Las editoriales tendrían que entender al escritor como trabajador. Ahí la tensión ya no es entre el escritor y el mercado y si no entre el empleado y el empresario
—Un poco ya lo respondiste en la pregunta anterior, pero ¿cómo se vive la tensión que hay entre el escritor y el mercado?
—Para mí no hay tensión. Yo soy un tipo que vende sus libros al mercado editorial. A todos nos interesa discutir el adelanto, conseguir las mejores condiciones para el libro, tratar de que sea promocionado. ¿Por qué damos notas si no es para promocionar el libro? Nadie está afuera. Los que dicen que están afuera terminan siendo los que más se vinculan con el mercado editorial. Yo me siento un trabajador. Hay que empezar a entender a los escritores como trabajadores, no como gente que se inspira y escribe. Creo que hay que cambiar muchas cosas de los contratos. Por ejemplo, las editoriales tendrían que hacerse cargo de la obra social y del pago la jubilación de los escritores por el tiempo que dura el contrato, porque eso, además, les pondría un límite más natural a los contratos. Hoy vienen y te dicen "Diez años". Por qué diez años, por qué siete, por qué cinco. ¿Querés cinco o siete? Está bien, pero en ese tiempo pagame la obra social. No te pido mucho, pagame la miseria que se le paga a una empleada doméstica. ¿No me querés pagar mucho tiempo? Hagamos un contrato de dos años. O de uno. Las editoriales tendrían que entender al escritor como trabajador. Ahí la tensión ya no es entre el escritor y el mercado y si no entre el empleado y el empresario. La idea del escritor y el mercado es una excusa que ponen algunos para enojarse con el mundo editorial. Me parece que hay otras formas de manifestar cierto desdén por el mercado. A mí, la verdad, el mercado editorial me chupa un huevo. Por mí pueden cerrar todas las editoriales. Ahora bien, si se mantienen abiertas, quiero que me paguen.
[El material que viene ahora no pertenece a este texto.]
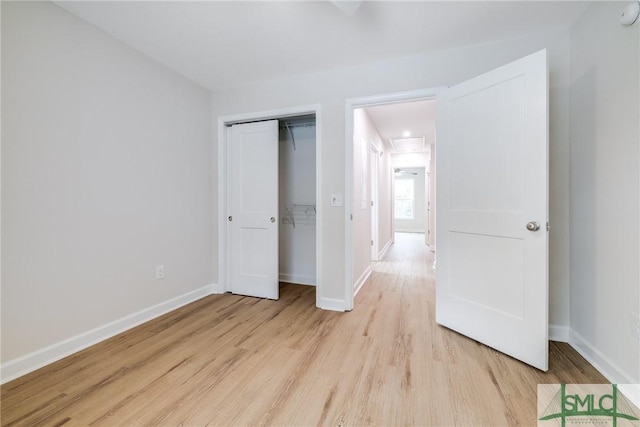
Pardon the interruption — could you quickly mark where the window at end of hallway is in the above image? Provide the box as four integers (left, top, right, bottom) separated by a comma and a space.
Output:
393, 178, 415, 219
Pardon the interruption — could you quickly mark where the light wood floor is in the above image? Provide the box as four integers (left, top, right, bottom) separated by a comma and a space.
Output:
2, 234, 606, 426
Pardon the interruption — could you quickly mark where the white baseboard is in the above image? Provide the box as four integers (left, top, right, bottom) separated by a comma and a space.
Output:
549, 325, 569, 342
353, 265, 371, 296
0, 285, 216, 384
316, 297, 345, 312
278, 273, 316, 286
210, 283, 226, 294
618, 384, 640, 414
569, 329, 638, 384
378, 240, 393, 259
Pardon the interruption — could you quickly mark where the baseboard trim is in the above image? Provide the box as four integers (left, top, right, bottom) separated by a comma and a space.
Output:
549, 325, 569, 342
316, 297, 345, 312
378, 240, 393, 260
278, 273, 316, 286
209, 283, 226, 295
618, 384, 640, 414
353, 265, 371, 297
0, 284, 216, 384
569, 329, 638, 384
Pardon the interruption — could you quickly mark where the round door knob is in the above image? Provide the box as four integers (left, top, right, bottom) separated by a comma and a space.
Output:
527, 221, 540, 231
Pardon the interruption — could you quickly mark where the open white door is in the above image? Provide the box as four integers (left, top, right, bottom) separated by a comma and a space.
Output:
436, 50, 548, 371
227, 120, 279, 299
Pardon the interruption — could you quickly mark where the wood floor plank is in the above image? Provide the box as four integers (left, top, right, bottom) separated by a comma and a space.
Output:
1, 234, 606, 426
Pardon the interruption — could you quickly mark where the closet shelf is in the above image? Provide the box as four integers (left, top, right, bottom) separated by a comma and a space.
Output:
282, 204, 316, 229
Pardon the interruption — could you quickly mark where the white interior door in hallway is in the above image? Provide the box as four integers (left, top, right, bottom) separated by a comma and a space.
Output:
436, 51, 548, 370
227, 120, 279, 299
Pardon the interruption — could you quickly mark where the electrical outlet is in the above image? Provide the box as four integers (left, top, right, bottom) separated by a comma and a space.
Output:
156, 265, 164, 280
631, 313, 640, 341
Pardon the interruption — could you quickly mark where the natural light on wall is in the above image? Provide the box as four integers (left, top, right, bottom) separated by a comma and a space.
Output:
394, 178, 415, 219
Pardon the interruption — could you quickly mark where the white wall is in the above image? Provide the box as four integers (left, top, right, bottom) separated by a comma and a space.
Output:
278, 126, 316, 285
212, 31, 569, 326
1, 2, 214, 379
347, 108, 372, 288
570, 2, 640, 384
378, 144, 393, 259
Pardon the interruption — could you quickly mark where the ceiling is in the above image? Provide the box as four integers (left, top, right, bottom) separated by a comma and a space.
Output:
55, 1, 588, 151
55, 1, 587, 91
364, 100, 436, 152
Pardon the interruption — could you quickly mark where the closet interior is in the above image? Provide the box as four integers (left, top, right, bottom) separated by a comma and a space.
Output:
278, 115, 316, 286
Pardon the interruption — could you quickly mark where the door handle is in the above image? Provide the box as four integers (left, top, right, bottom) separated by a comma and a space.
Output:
527, 221, 540, 231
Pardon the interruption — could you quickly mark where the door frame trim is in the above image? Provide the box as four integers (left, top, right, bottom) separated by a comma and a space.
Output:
344, 87, 443, 310
218, 104, 324, 307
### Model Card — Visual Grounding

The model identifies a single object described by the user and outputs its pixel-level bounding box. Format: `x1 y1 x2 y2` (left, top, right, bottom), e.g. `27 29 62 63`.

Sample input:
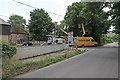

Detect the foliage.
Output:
111 1 120 44
64 2 110 42
100 33 119 45
8 15 26 29
3 50 85 78
111 1 120 34
28 9 54 41
0 41 17 58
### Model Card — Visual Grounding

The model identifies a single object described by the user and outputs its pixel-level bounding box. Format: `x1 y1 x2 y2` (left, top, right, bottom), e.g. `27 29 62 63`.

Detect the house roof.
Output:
11 27 28 34
0 18 10 25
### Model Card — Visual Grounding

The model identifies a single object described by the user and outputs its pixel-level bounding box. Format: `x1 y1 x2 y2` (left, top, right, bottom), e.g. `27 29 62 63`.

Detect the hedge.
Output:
0 41 17 58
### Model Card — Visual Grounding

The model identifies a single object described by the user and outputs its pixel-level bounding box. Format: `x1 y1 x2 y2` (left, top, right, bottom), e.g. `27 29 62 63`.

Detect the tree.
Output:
8 15 26 28
64 2 110 42
111 1 120 45
29 9 54 41
111 1 120 34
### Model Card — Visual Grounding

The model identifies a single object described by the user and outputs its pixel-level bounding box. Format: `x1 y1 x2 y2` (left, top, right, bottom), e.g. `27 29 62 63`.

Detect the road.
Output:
17 43 118 78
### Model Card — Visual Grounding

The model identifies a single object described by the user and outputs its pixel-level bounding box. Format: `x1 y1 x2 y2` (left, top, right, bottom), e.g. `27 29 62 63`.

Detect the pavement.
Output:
16 43 118 80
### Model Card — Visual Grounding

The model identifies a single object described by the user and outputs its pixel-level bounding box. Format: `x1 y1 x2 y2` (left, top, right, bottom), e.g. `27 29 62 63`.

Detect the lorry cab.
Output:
73 37 98 46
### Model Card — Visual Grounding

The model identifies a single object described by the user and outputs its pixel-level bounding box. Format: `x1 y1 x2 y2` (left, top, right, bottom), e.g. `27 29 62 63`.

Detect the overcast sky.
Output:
0 0 80 22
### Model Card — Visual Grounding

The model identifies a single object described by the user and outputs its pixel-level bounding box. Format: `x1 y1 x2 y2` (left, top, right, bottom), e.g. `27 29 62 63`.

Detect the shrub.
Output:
0 41 17 58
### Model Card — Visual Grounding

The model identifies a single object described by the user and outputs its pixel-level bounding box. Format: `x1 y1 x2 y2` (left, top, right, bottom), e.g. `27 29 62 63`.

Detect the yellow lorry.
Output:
73 24 98 46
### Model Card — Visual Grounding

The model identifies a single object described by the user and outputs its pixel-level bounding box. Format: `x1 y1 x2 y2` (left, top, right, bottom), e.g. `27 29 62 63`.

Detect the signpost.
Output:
68 32 73 46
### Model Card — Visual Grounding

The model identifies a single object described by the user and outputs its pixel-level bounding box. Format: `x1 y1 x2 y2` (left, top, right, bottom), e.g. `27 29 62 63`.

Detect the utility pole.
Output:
54 22 58 43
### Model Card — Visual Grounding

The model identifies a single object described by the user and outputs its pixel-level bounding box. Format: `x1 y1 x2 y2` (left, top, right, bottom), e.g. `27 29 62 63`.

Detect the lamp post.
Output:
54 22 58 43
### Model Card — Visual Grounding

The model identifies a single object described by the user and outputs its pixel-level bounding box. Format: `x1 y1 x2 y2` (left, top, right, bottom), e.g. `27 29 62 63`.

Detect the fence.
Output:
29 41 47 45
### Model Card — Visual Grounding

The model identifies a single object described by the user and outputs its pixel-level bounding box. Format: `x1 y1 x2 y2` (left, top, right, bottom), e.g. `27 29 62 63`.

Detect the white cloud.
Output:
0 0 80 22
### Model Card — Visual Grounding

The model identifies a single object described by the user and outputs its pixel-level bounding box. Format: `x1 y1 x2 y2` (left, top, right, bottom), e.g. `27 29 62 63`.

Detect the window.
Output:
92 39 95 42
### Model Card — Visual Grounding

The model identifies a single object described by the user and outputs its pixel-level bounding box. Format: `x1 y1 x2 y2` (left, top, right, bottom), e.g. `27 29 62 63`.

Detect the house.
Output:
0 18 28 44
10 26 28 44
0 18 11 42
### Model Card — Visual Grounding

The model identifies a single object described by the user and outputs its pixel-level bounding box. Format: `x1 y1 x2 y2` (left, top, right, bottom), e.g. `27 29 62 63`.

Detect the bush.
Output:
0 41 17 58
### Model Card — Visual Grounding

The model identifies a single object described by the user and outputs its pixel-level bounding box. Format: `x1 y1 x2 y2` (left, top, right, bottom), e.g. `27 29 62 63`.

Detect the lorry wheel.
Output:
94 44 97 47
82 45 84 47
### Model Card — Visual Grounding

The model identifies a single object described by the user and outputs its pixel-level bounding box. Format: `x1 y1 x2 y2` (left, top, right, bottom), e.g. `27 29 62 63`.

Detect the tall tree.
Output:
8 15 26 28
29 9 54 41
111 1 120 34
65 2 110 42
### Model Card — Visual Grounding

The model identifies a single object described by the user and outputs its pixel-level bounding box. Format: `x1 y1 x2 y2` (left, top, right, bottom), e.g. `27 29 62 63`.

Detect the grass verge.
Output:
2 50 85 78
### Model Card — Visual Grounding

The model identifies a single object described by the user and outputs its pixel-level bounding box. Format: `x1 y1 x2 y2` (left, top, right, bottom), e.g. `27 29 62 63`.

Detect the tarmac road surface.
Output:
17 43 118 78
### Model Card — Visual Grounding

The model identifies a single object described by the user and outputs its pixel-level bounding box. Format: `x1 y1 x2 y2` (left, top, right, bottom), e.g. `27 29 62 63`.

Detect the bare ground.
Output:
21 49 74 63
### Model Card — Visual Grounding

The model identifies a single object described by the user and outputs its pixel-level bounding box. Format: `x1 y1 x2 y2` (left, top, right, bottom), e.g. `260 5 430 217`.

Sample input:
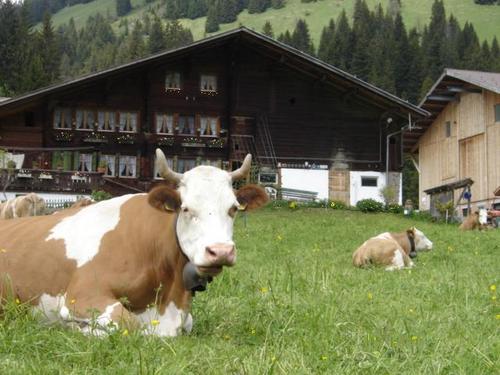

—¿Cuando eras editor en Tusquets pensabas lo mismo?
—Siempre pensé lo mismo. Tusquets era un trabajo. Me gustaba hacerlo, pero me fui porque no me querían pagar lo que yo pretendía. Es más, me habían rebajado lo que cobraba por la crisis española. De nuevo: la tensión no es entre el mercado editorial y el artista, la tensión es entre la empresa y el trabajador. Si no quedara ninguna editorial y yo seguiría escribiendo. Obviamente me dedicaría a otra cosa para vivir, pero toda mi vida me dediqué a hacer otra cosa.
—¿Cómo fue la experiencia en la televisión?
—La tele es una experiencia muy linda. La versión televisiva de La fragilidad de los cuerpos me abrió a nuevos lectores.
—¿Filo se reedita por la tele?
—No, el contrato de Filo es de la época de Las extranjeras. Hicimos el contrato por Filo y Lanús pero hubo problemas en la editorial que no permitieron que salieran antes. La tele te abre el universo de los lectores, te pone en contacto con gente que quiere que le cuentes qué es ser escritor a pesar de no leerte. Pasan cosas raras. Vuelve popular a tus personajes. No quiero ser pedante, pero Verónica Rosenthal hoy suena como personaje. Es más, creo que es más conocida que yo. Y cuando un escritor consigue que su personaje sea más importante que él es porque, mal que mal, hizo las cosas bien. Me siento contento que sea más conocida yo. ¿Cuántos personajes hay de la literatura argentina que uno recuerda? Pongamos que veinte. Entre esos 20, está Verónica Rosenthal.
—Pero Verónica Rosenthal se hace famosa por la tele.
—Sí, pero, justamente, lo que te permite la tele es que ese personaje que trascienda el campo de lo literario y tenga una vida que va más allá de los libros. Incluso genera un universo paralelo de historias que son los guiones, en los que yo no participé. O Alejandro Soifer, que incluyó a Verónica Rosenthal en una de sus novelas. Fui jurado del concurso de cuentos que organiza La Bancaria y en uno de los cuentos, los personajes era Verónica Rosenthal y Federico. Verónica Rosenthal ha trascendido los propios libros y eso me gusta, por más que venga o no de la televisión.